Finding Tight bound for Binomial Coefficient inequality

Question

I am trying to find the smallest $0< \delta < 1/2$ so that the following bound holds:

$$\sum_{k=0}^{\delta n} {n \choose k}\left(\sum_{i=k}^{n}{n \choose i}\right)\leq \frac{2^{2n}}{4n} $$

Plotting this, it seems like $\delta \leq (\frac{1}{2}- \frac{c}{\sqrt{n}})$ is plenty when $c \geq 2$ (I think the actual value of $c$ probably resembles the constant in Sterling's formula). I'm having trouble actually proving this however.

I tried upper bounding using the Entropy based bound for sums of binomial coefficients:

$$\frac{2^{h(\delta)\cdot n}}{n} \leq \sum_{k=0}^{\delta n}{n \choose k} \leq 2^{h(\delta)\cdot n}$$

(where $h(\cdot)$ is the binary entropy function) which holds for $\delta<\frac{1}{2}$, But this bound doesn't seem to be tight enough. Considering out-of-the-box bounds for binary entropy, this approach only gives $\delta \leq (\frac{1}{2}- \frac{c}{\sqrt{n}})$ for $c= \omega(1)$. Ideally, I would like to show that this holds for $c=O(1)$ suffices.
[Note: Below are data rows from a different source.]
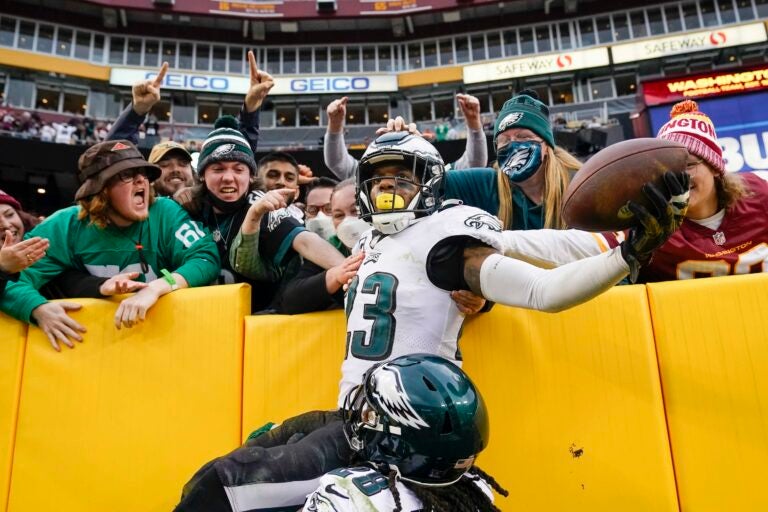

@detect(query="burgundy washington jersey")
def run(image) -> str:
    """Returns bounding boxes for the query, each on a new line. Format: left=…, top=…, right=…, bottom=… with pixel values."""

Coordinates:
left=638, top=172, right=768, bottom=282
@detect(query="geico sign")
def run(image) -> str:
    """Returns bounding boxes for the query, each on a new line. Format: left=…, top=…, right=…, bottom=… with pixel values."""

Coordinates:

Any help would be greatly appreciated.

Answer 1

An equivalent way of stating things: Let $X$ and $Y$ be two independent variables, each having distribution $Bi(n,\frac{1}{2})$. You want $$P(X \leq \delta n \textrm{ and } X \leq Y) \leq \frac{1}{4n}.$$ The equivalence here comes from dividing both binomial sums by $2^n$ to view them as probabilities.

In a way, the second inequality $X \leq Y$ is redundant "up to a constant factor". For any $\delta < \frac{1}{2}$ we have $$P(X \leq \delta n) > P(X \leq \delta n \textrm{ and } X \leq Y) > P(X \leq \delta n \textrm{ and } \delta n \leq Y ) > \frac{1}{2} P(X \leq \delta n)$$

So we're really just looking at asymptotics of a single binomial variable. In particular, taking $\delta=\frac{1}{2} - \frac{c}{\sqrt{n}}$ is not sufficient, since by the Central Limit Theorem $X$ will be at least $c \sqrt n$ away from $\frac{n}{2}$ with probability bounded away from $0$.